The White House will not use the executive order to target state laws that protect the safety of children, Krishnan said.

Robert Weissman, co-president of the consumer advocacy group Public Citizen, called Trump’s order “mostly bluster” and said the president “cannot unilaterally preempt state law.”

“We expect the EO to be challenged in court and defeated,” Weissman said in a statement. “In the meantime, states should continue their efforts to protect their residents from the mounting dangers of unregulated AI.”

Weissman said about the order, “This reward to Big Tech is a disgraceful invitation to reckless behavior
by the world’s largest corporations and a complete override of the federalist principles that Trump and MAGA claim to venerate.”

In the short term, the order could affect a handful of states that have already passed legislation targeting AI. The order says that states whose laws are considered onerous could lose federal funding.

One Colorado law, set to take effect in June, will require AI developers to protect consumers from reasonably foreseeable risks of algorithmic discrimination.

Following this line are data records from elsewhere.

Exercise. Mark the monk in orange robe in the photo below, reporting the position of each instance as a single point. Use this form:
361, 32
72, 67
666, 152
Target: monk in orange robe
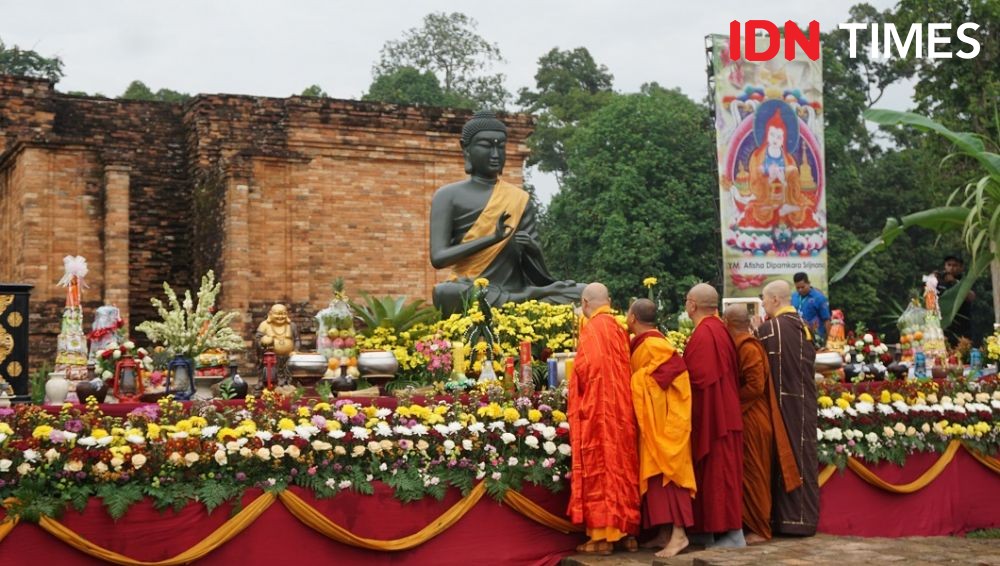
604, 484
661, 393
716, 422
764, 433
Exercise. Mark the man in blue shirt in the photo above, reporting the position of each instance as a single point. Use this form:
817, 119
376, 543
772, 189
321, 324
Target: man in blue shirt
813, 306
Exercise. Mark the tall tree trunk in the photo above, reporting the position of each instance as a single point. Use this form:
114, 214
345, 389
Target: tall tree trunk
995, 275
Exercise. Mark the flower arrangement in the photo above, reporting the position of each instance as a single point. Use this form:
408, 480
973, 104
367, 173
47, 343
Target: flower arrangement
437, 353
213, 453
547, 326
895, 418
108, 357
188, 329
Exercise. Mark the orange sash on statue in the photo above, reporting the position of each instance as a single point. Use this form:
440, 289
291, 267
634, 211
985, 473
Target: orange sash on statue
505, 198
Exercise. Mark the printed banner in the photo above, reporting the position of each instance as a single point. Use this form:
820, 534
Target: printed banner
772, 180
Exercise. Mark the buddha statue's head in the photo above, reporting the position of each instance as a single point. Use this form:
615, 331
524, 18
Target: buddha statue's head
484, 145
278, 315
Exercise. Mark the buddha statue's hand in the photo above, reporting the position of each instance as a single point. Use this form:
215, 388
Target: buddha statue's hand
527, 242
502, 229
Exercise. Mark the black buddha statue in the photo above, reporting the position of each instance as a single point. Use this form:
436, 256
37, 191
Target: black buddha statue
486, 227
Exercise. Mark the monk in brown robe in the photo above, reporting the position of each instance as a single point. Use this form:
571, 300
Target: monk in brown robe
716, 422
604, 485
792, 356
661, 394
764, 434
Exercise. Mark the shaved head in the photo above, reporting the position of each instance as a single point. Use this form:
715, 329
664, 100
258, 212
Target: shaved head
644, 311
737, 317
780, 290
777, 294
702, 301
704, 296
594, 296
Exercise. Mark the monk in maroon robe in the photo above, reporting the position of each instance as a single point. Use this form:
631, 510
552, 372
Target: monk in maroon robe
716, 421
792, 356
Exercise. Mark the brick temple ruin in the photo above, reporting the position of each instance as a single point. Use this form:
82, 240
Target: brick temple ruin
278, 195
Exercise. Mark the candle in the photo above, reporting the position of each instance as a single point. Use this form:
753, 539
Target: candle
458, 357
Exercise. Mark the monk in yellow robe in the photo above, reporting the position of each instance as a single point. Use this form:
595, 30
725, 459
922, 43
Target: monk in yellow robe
604, 484
661, 394
764, 435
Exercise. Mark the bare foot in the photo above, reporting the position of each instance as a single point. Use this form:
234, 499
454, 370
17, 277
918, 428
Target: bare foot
674, 547
659, 541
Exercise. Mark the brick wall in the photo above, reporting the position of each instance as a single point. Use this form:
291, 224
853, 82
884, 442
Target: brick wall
279, 196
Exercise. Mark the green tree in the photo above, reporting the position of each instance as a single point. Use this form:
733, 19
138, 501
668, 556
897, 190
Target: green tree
27, 63
407, 85
570, 86
137, 90
314, 91
639, 198
448, 46
973, 210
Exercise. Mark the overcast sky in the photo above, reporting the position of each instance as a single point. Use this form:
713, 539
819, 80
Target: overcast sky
273, 48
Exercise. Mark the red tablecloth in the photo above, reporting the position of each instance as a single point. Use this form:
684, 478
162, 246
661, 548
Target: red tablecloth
965, 497
490, 533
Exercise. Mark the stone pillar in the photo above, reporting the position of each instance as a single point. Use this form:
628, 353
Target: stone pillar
116, 237
236, 276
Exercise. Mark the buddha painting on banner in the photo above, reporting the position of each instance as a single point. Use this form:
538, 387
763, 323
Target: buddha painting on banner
769, 125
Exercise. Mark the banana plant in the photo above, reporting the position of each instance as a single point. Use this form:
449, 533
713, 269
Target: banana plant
973, 210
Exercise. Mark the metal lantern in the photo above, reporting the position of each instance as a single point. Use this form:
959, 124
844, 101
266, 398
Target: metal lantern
128, 384
180, 378
270, 361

Some say Trump’s order will have no real impact on that law or other state regulations.

“I’m pretty much ignoring it, because an executive order cannot tell a state what to do,” said Colorado state Rep. Brianna Titone, a Democrat who co-sponsored the anti-discrimination law.

In California, Gov. Gavin Newsom recently signed a law that, starting in January, will require major AI companies to publicly disclose their safety protocols. 

That law’s author, state Sen. Scott Wiener, said that Trump’s stated goal of having the United States dominate the AI sector is undercut by his recent moves. 

“Of course, he just authorized chip sales to China & Saudi Arabia: the exact opposite of ensuring U.S. dominance,” Wiener wrote in an X post on Thursday night. The Bay Area Democrat is seeking to succeed Speaker-emerita Nancy Pelosi in the U.S. House of Representatives.

Trump on Monday said he will Nvidia to sell its advanced H200 chips to “approved customers” in China, provided that U.S. gets a 25% cut of revenues.